Seniors, Niles schools team up to begin community garden

Published 11:03 am Tuesday, April 13, 2004

By By JAMES COLLINS / Niles Daily Star
NILES -- A new community garden project that will benefit students, senior citizens and the entire community is currently in the works at Southside School.
The Niles-Buchanan area Senior Citizens' Center and Niles Community Schools have teamed up to work together on the project that will provide food to local senior citizens and economically disadvantaged community members.
Senior center board member and volunteer Linda Klute came up with the idea after the center collected hundreds of packages of seeds from a rebate offer through the center's coupon/refunding program.
Klute thought a community garden would be a great way to use the seeds to benefit senior citizens and other community members in need.
She searched for a piece of community land to facilitate the garden and eventually met with Niles Community Schools superintendent Doug Law, who was also excited about the idea.
Southside School was eventually chosen as the site for the project and teacher Candy Seals and her students will be looking after the garden for the rest of the school year.
Seals teaches a pre-vocational program to help Southside's special education students gain work experience and job skills.
She thinks the project will provide a good opportunity for students to become engaged in a work project on the school's property.
Klute agreed the program will be a great help to the community and those participating in keeping up the garden.
Klute said the vegetables will be given to members of the senior center and to economically disadvantaged families through the center's commodities programs: the quarterly Temporary Emergency Food Assistance Program and the monthly Children and Seniors Food Program.
Williams Home Center, located right across the street from Southside, is also participating in the project by helping to keep an eye on the garden, providing storage space and assisting with donations.
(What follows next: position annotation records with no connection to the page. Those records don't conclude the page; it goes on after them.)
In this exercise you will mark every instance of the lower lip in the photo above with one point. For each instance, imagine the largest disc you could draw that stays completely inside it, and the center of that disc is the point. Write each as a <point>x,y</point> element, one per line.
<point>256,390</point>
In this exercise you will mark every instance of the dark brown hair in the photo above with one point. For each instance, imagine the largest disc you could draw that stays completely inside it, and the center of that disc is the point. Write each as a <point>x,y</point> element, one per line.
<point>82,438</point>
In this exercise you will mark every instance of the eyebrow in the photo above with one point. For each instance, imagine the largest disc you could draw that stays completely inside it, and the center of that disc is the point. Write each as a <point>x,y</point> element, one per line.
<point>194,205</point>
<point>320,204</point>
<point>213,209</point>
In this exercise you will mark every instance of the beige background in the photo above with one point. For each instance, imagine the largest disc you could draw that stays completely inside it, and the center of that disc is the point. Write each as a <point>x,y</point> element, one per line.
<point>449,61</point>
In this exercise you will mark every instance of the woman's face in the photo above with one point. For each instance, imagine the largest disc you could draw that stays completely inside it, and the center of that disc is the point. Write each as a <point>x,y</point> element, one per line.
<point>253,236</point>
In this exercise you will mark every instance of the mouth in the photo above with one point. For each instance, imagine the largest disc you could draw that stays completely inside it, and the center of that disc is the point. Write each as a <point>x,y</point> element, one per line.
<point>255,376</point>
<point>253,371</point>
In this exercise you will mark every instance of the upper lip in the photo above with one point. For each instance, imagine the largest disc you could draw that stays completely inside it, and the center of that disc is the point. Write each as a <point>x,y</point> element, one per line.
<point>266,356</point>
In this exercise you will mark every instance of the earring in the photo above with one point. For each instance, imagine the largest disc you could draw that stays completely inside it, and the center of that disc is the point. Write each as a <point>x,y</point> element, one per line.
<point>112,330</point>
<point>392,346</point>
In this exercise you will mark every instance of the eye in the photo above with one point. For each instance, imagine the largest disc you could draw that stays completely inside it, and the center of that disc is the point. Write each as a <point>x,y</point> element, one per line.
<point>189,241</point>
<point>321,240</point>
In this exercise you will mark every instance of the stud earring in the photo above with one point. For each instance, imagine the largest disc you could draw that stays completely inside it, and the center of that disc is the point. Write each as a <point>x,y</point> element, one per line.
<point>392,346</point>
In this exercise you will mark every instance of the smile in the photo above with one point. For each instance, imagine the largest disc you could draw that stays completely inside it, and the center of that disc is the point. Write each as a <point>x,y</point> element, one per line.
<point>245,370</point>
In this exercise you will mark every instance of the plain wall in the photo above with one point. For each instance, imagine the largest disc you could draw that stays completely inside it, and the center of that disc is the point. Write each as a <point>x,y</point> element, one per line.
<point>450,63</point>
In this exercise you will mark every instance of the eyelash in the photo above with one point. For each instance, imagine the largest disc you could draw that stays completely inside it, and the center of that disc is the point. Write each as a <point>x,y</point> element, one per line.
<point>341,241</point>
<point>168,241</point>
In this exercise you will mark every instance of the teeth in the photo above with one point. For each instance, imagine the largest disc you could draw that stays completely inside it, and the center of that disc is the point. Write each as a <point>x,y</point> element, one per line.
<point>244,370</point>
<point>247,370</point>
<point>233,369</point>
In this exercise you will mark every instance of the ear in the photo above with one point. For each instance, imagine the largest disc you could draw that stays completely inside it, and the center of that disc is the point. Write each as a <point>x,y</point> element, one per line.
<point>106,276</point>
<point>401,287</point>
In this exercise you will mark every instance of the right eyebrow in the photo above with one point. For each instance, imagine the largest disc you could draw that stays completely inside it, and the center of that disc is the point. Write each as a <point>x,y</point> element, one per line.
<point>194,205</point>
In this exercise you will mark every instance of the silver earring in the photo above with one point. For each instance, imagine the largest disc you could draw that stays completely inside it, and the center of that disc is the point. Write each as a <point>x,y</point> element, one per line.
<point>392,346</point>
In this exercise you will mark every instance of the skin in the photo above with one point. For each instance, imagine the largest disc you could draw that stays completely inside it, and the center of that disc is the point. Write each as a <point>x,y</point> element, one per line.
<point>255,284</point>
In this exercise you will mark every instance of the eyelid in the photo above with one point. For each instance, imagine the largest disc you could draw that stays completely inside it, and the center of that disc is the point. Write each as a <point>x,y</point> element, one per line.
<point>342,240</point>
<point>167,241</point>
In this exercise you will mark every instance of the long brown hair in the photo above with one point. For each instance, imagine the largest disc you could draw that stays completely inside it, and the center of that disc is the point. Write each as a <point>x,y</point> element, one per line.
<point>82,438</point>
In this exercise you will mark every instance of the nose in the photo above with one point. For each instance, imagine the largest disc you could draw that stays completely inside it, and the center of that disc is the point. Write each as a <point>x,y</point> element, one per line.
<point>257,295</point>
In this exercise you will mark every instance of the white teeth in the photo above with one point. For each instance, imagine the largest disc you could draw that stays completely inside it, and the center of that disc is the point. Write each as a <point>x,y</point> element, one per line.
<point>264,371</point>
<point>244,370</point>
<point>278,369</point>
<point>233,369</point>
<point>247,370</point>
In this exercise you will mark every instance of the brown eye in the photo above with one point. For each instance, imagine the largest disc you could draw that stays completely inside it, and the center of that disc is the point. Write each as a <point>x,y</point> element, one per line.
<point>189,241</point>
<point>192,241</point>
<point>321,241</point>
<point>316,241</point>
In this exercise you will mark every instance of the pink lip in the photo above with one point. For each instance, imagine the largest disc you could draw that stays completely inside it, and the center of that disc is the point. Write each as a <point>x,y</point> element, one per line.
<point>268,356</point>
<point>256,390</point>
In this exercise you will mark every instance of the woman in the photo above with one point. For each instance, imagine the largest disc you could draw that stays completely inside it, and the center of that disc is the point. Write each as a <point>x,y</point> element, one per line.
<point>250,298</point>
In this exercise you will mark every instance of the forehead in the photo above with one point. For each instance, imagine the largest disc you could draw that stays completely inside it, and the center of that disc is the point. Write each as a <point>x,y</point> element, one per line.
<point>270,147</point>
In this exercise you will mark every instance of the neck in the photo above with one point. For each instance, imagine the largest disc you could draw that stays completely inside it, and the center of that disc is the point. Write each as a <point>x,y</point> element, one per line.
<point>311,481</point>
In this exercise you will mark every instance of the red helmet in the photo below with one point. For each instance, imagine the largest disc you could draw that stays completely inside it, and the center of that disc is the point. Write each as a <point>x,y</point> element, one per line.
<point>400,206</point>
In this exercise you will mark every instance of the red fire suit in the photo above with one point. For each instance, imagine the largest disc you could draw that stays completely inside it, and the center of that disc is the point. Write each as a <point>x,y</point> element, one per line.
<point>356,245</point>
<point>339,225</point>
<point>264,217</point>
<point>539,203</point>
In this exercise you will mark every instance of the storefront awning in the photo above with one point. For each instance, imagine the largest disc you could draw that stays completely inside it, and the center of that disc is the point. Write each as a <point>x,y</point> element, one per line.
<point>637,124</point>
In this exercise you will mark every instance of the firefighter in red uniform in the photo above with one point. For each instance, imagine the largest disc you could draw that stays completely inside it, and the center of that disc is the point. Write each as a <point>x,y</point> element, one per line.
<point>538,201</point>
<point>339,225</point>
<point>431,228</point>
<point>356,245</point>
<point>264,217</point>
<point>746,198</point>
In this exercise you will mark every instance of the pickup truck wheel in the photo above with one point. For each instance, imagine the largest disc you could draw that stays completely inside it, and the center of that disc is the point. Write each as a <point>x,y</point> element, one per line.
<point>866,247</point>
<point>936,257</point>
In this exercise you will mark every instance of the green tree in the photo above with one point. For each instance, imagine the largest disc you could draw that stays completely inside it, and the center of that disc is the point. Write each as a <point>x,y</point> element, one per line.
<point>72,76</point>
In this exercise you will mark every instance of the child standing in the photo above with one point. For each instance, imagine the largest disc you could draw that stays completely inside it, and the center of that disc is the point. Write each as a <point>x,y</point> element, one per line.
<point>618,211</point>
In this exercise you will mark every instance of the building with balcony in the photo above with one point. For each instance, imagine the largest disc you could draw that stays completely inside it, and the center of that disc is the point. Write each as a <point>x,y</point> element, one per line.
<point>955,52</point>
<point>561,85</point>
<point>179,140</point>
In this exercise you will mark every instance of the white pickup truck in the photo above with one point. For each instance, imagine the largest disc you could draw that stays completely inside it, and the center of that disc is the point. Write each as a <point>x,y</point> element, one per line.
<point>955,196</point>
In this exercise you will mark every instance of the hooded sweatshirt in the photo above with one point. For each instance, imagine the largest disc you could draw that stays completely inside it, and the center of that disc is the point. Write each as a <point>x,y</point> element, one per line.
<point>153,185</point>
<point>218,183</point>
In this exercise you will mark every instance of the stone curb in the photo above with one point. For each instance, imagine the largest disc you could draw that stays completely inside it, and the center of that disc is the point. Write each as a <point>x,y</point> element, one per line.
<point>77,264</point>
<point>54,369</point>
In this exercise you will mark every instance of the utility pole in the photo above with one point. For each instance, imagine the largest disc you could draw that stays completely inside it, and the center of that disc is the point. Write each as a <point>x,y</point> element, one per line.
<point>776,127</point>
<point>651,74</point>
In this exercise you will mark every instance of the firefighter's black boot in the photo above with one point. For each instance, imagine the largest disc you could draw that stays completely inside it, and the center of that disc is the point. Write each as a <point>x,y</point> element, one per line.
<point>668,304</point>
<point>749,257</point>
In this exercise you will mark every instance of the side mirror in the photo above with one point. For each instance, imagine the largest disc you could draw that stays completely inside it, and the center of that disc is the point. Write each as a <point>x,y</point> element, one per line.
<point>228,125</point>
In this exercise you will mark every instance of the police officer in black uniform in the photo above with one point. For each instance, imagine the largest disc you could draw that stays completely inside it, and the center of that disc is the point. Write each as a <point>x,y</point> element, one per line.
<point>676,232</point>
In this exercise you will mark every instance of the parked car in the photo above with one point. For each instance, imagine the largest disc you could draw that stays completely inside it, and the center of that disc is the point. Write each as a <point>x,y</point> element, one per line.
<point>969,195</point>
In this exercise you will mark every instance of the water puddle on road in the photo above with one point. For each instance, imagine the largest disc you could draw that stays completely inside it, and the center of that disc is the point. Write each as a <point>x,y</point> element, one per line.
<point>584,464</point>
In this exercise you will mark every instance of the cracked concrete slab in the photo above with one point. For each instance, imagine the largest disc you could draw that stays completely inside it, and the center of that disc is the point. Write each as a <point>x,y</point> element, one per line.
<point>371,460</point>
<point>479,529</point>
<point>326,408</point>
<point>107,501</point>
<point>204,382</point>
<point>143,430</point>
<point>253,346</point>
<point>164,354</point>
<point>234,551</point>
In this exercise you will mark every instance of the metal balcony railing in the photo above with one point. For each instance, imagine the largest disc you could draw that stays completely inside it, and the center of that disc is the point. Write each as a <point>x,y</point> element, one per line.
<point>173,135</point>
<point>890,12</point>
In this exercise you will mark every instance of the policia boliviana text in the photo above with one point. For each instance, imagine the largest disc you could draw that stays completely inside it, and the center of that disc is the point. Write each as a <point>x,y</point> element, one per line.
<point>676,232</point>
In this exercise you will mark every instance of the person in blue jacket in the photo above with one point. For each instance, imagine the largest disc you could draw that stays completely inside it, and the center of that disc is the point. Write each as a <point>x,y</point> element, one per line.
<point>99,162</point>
The garden will be located right in front of the school facing 15th St.
A small strip of land between the sidewalk and the driveway will serve as an area for vine plants and a larger plot of land on the front lawn will be used for vegetables like peppers, corn, carrots and beets.
When the school closes for summer vacation, physically capable senior citizens, community volunteers and troops of girl scouts and boy scouts will help care for the garden.
The project is expected to get underway at Southside in mid-May, when the designated area of the front lawn will be plowed over and made ready for planting.
Law said if the community garden is a success, Niles Community Schools may expand these types of projects to other sites.